Join us on Wednesday, Nov. 6, at Brody Square from 4:30-9 p.m. for the Native Feast Dinner.
November is the designated month to honor and bring awareness to present-day happenings and learning about the history of Native Americans. MSU Culinary Services is celebrating with a Native Feast featuring rich and diverse foods traditional to Native American and Indigenous peoples. These foods have been carefully selected with input from the community, and some are native to the region. We invite you to learn about Native American culture, including manoomin (the wild rice history), helping to make it the official grain in Michigan, and what the three sisters represent by visiting aiis.msu.edu.

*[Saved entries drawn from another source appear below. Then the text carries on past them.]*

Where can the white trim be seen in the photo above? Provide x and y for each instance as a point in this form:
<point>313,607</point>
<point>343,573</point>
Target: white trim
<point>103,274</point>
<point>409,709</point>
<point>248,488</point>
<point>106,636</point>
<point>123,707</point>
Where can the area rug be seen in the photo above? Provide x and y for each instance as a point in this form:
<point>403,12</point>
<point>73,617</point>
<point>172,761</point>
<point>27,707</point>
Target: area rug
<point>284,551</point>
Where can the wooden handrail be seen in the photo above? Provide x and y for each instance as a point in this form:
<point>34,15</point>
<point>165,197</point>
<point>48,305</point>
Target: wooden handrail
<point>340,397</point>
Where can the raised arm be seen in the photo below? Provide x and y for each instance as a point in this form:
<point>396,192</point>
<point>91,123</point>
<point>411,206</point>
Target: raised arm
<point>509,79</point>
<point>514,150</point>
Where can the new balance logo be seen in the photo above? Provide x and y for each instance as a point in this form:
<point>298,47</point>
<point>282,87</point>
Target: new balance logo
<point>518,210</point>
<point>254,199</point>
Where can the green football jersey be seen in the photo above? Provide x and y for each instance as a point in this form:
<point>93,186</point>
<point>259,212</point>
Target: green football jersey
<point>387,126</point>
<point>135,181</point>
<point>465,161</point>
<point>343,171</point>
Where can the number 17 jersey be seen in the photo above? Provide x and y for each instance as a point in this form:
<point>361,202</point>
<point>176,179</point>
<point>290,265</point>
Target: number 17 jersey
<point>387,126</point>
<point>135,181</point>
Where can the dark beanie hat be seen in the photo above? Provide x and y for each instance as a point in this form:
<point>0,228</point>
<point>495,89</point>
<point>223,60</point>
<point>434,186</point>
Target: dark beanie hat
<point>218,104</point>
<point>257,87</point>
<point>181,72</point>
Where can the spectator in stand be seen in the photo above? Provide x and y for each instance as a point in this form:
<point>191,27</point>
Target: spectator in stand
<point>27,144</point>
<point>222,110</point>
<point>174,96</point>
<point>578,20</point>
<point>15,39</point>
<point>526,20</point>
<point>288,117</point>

PROVISIONAL LAND ACKNOWLEDGEMENT
We collectively acknowledge that Michigan State University occupies the ancestral, traditional, and contemporary Lands of the Anishinaabeg – Three Fires Confederacy of Ojibwe, Odawa, and Potawatomi peoples. In particular, the University resides on Land ceded in the 1819 Treaty of Saginaw. We recognize, support, and advocate for the sovereignty of Michigan’s twelve federally recognized Indian nations, for historic Indigenous communities in Michigan, for Indigenous individuals and communities who live here now, and for those who were forcibly removed from their Homelands. By offering this Land Acknowledgement, we affirm Indigenous sovereignty and will work to hold Michigan State University more accountable to the needs of American Indian and Indigenous peoples.